Dos sillones rojos, el fuego en la chimenea a medio prender y dos cigarrillos envuelven el ambiente en la reunión con el coronel Sinner, hombre canoso, cercano a las seis décadas de vida, con un uniforme negro y una banda roja que le cruza de extremo a extremo.

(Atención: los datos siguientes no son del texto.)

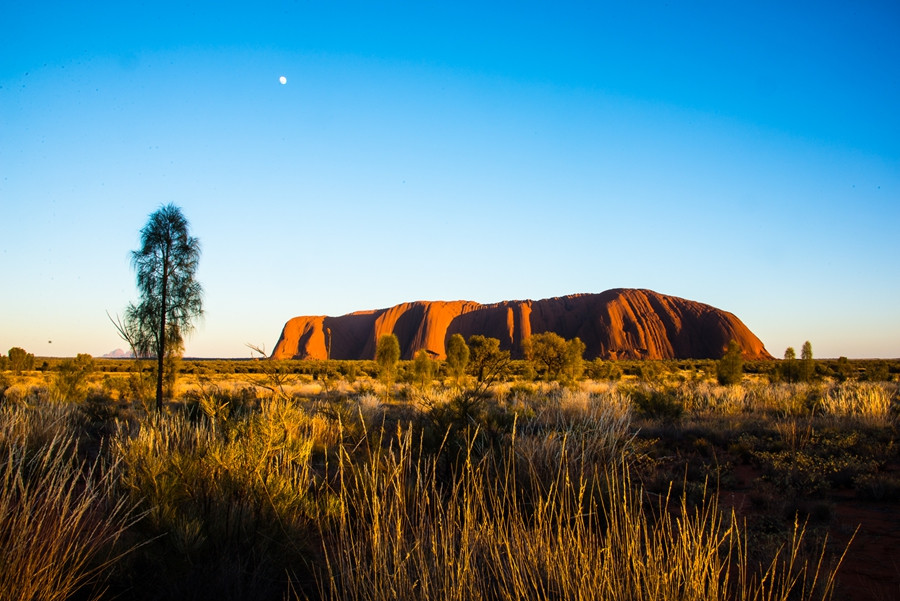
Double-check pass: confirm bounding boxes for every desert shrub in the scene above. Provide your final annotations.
[628,386,684,421]
[853,473,900,501]
[585,357,622,381]
[113,401,328,599]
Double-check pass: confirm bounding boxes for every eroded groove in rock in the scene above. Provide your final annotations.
[272,288,771,359]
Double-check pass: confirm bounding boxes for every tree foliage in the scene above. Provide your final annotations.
[375,334,400,396]
[468,334,509,382]
[117,204,203,410]
[413,349,436,390]
[52,353,94,403]
[9,346,34,374]
[800,340,816,382]
[716,340,744,385]
[523,332,585,382]
[447,334,472,386]
[779,346,799,382]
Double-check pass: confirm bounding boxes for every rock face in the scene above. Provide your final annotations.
[272,288,771,359]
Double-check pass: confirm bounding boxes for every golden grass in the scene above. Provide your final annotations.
[320,422,834,601]
[0,407,130,601]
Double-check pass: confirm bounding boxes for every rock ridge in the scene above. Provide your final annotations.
[272,288,771,360]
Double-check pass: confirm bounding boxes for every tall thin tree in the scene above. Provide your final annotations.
[125,204,203,411]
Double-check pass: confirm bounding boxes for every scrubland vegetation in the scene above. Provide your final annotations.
[0,350,900,600]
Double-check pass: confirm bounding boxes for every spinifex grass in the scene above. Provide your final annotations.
[320,422,834,601]
[0,410,130,601]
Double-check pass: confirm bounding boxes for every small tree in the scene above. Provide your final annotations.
[413,349,435,390]
[9,346,34,375]
[375,334,400,397]
[53,353,94,403]
[447,334,472,388]
[716,340,744,385]
[563,336,587,382]
[800,340,816,382]
[783,346,797,382]
[469,334,509,383]
[117,204,203,411]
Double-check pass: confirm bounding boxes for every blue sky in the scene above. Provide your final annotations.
[0,1,900,357]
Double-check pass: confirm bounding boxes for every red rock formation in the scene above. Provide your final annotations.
[272,289,771,359]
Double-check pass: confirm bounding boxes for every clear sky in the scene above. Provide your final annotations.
[0,0,900,357]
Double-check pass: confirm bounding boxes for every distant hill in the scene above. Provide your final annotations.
[272,288,771,359]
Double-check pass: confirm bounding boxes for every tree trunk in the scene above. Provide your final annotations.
[156,248,169,413]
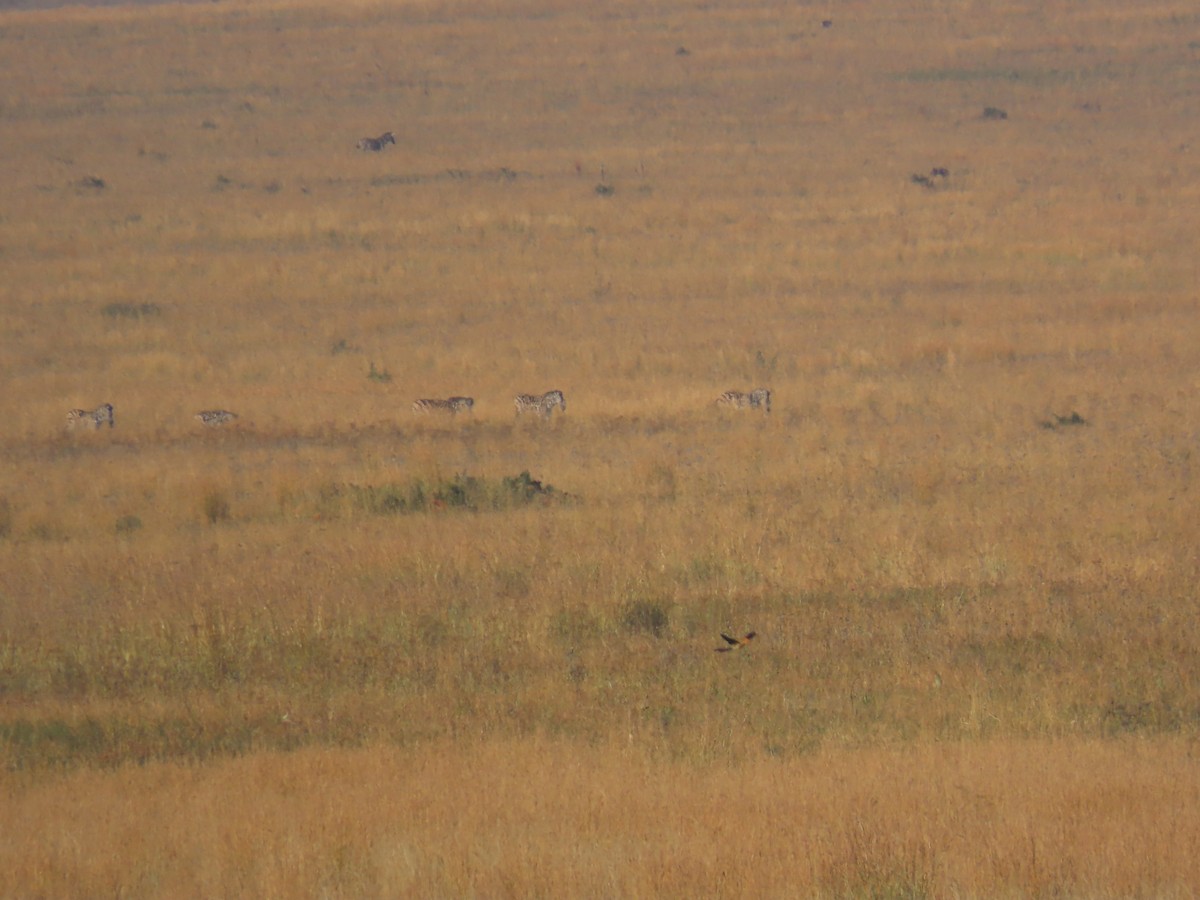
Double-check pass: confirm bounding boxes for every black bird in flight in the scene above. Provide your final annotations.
[716,631,758,653]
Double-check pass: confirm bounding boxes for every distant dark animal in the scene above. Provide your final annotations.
[355,131,396,154]
[67,403,115,431]
[512,391,566,419]
[716,631,758,653]
[194,409,238,428]
[716,388,770,413]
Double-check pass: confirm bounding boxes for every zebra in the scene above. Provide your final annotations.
[193,409,238,428]
[67,403,114,431]
[512,391,566,419]
[413,397,475,415]
[355,131,396,154]
[716,388,770,413]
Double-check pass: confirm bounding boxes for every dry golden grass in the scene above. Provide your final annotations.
[0,738,1200,898]
[0,0,1200,896]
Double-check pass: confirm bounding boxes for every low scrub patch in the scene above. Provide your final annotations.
[322,472,571,515]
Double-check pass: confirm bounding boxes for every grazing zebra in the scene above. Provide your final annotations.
[716,388,770,413]
[194,409,238,428]
[355,131,396,154]
[67,403,114,431]
[413,397,475,415]
[512,391,566,419]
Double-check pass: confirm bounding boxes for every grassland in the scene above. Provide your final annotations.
[0,0,1200,896]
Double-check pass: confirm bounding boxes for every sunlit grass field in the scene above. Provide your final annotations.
[0,0,1200,896]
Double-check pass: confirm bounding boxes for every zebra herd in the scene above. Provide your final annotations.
[67,388,770,431]
[413,397,475,415]
[67,403,238,431]
[67,403,115,431]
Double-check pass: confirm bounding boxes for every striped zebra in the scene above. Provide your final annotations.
[512,391,566,419]
[67,403,114,431]
[716,388,770,413]
[413,397,475,415]
[355,131,396,154]
[194,409,238,428]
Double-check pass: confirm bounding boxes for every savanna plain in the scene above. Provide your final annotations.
[0,0,1200,898]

— Admiro tu habilidad de haber llegado a tiempo y sin que nadie note tu presencia- dice con una leve sonrisa-
— Es simple, se estudia el ambiente y al enemigo, así se obtiene la mejor entrada- digo ocultando mi enojo—

— ¿Seguro que no quieres pertenecer al ejército? Estamos  escasos de personal con tu capacidad.
— Te agradezco pero sabes que aquí vine con otra intensión, aunque lo quise hacer desde un comienzo. En el viaje logré calmar a mis bestias— sonrío-
— Si lo sé…-suspira- quieres asesinarme… Aunque siento decepcionarte, dudo que eso suceda. Aquí estás solo.
— ¿Cómo sabes que hasta aquí me acompañó la soledad? ¿Tan seguro estas de que he venido solo?
— Por supuesto- dice con firmeza- nosotros sabemos todo.
— Ese es su gran problema- vuelvo a sonreír-
— La verdad absoluta no es un problema, es una virtud…
— No lo creo, esa verdad hace que las personas se vuelvan soberbias, y esa soberbia deja al desnudo sus puntos débiles.
— Nosotros no poseemos puntos débiles Thomas… Ninguno… tú eres nuevo para saber toda la tela de araña que se ha tejido a través de los años. En el comienzo del Círculo teníamos el plan de modificar la sociedad, sus pensamientos. Somos un mundo plagado de seres destructivos. Cicatriz nos reunió a los más importantes en una mesa redonda y nos hizo ver que con la superpoblación, el planeta, como lo conocemos, acabaría pronto. Entonces nos planteó la idea de devolver a la normalidad nuestro mundo. El poder lo volvió un ser oscuro pero nunca olvidó la meta final…. Thomas- libera la última bocanada de humo luego de apagar el cigarrillo- ¿crees que todo se trata o se trató de dinero y de asesinatos? Te ha llegado el mensaje equivocado, o mejor dicho tus Supremos, como ellos se auto denominan, te han mentido. Algo común cuando se quiere que los súbditos acaten órdenes. Es lo que sucede con normalidad en el ejército. Newsletter era mi compañero en la compañía 17, pero decidió formar un grupo encargado de destruir nuestros planes. Observa Thomas, mira a tu alrededor, cada ser que lo intentó, terminó bajo tierra. Esto jamás será detenido, ni tú, ni tu hija, ni nadie nos detendrá.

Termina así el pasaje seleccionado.